By AMANDA ARNOLD
CLARKSVILLE — A cold Sunday afternoon filled with rain and snow set the tone for a somber remembrance of a teenager’s life taken too soon.
The Downtown Clergy of Jeffersonville and of No Life Forgotten gathered at the entrance of Cambridge Square Apartments to remember 17-year-old Tara Willenborg, who was murdered in her apartment March 2.
The Rev. Jennifer Mills-Knutsen of St. Luke’s United Church of Christ shared stories of Willenborg, who with her family attended service at St. Luke’s every Sunday. Mills-Knutsen knew Willenborg since she was 10. Leading the service was personal for Mills-Knutsen, because Willenborg was part of her congregation and “like family.”
“She had this dream of baking cupcakes, and opening her own cupcake shop someday,” Mills-Knutsen said. “We got to have that on Saturday nights, because she would make cupcakes, and sometimes early before church she would make cupcakes. She would come walking over to the church carrying loads for all of us to share.”
She added that she witnessed Willenborg make her profession to God, and during the confirmation, Mills-Knutsen told her that God would always be with her.
After the service, Mills-Knutsen shared that Willenborg had had a bright future, and she always had a bright smile that matched her great sense of style and art.
“She brought beauty to the world. Everything she did, she tried to make it more beautiful,” said Mills-Knutsen.
The 15-minute memorial service was a quiet time of prayer for the victim, her family, the community, those in authority of public safety, appointed officials and finally the suspect, Richard Hooten.
“It’s what Christians do. Part of it is to pray, and it’s prayer for the world, and that’s why we gathered here. Because prayer is one response that we can make to horrific evil,” said Nancy Woodworth-Hill, co-pastor of St. Paul’s Episcopal Church.

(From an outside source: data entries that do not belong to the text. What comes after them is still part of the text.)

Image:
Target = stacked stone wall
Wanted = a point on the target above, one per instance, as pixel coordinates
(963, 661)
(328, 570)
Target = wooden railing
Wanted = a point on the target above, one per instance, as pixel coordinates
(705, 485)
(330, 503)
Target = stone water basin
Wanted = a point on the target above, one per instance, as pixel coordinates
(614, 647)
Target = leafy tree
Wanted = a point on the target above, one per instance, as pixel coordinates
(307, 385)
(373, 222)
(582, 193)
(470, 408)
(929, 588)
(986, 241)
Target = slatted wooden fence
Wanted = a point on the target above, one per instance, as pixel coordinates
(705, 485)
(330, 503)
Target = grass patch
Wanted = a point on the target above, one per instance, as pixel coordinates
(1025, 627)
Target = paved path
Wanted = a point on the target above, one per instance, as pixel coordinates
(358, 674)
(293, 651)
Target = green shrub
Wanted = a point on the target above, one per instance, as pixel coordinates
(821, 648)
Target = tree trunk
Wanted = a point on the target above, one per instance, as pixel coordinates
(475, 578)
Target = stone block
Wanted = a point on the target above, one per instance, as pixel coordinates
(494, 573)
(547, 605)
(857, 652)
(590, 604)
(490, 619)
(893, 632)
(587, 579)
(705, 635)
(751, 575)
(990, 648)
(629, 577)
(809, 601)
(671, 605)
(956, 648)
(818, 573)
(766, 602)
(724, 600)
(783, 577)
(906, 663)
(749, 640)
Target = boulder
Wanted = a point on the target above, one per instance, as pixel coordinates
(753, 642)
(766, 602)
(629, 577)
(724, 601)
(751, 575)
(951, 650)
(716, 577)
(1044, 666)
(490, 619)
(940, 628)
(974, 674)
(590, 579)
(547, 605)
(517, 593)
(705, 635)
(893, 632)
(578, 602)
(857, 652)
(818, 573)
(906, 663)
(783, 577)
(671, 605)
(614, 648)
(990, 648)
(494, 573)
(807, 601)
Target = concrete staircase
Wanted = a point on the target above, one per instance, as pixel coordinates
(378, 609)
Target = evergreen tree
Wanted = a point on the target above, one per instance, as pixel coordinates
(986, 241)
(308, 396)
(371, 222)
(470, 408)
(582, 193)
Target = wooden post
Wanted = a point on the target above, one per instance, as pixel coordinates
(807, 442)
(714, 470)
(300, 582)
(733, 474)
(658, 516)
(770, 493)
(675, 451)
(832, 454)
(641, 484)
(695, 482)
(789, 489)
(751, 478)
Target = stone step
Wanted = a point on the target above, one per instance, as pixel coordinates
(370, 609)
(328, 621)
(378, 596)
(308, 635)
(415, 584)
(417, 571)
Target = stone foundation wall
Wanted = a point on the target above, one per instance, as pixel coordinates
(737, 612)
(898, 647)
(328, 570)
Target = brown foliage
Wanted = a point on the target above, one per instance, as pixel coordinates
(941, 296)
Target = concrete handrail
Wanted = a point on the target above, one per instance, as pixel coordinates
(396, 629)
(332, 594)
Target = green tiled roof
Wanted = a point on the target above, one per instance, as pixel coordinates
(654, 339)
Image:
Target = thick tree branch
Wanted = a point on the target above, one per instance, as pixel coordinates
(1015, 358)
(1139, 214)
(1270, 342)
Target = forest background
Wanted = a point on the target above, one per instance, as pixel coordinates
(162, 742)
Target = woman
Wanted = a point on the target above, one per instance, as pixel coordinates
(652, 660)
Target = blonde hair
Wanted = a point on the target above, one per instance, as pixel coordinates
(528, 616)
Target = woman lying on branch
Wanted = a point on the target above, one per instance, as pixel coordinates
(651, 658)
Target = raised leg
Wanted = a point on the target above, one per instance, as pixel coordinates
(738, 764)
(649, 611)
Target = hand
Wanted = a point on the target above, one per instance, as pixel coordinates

The Downtown Clergy started No Life Forgotten in 2006 in response to a crime that occurred on Maple Street in Jeffersonville. Since 2006, the group responds to one or two murders each year.
“Any time there’s a murder in our community, we always gather and we do a simple 15-minute service to reconsecrate the space,” Mills-Knutsen said. “We talk about reclaiming our neighborhood, because when violence happens it’s not just violence to one family, it’s to the whole community.”
The mission of No Life Forgotten is a means of supporting the family and affected community, and it addresses the need for the church community to offer a response to the murders that occur.
“I think we’re all aware that violence is increasing in our community right now, and every time we do these services we grieve for the families, and for the community,” Mills-Knutsen said. “We would like to do less of them, but it seems like we are doing more and more.”
John Hill, co-pastor at St. Paul’s Episcopal Church, explained that clergy “feel strongly to celebrate life, and not death.”
“This is a way for us to reaffirm that life,” said Hill.
Hooten, 49, is in the Michael L. Becher Correctional Complex in Jeffersonville. His charges include murder and rape. The Clark County Prosecutor’s office said Monday they have still not decided whether to seek the death penalty in the case.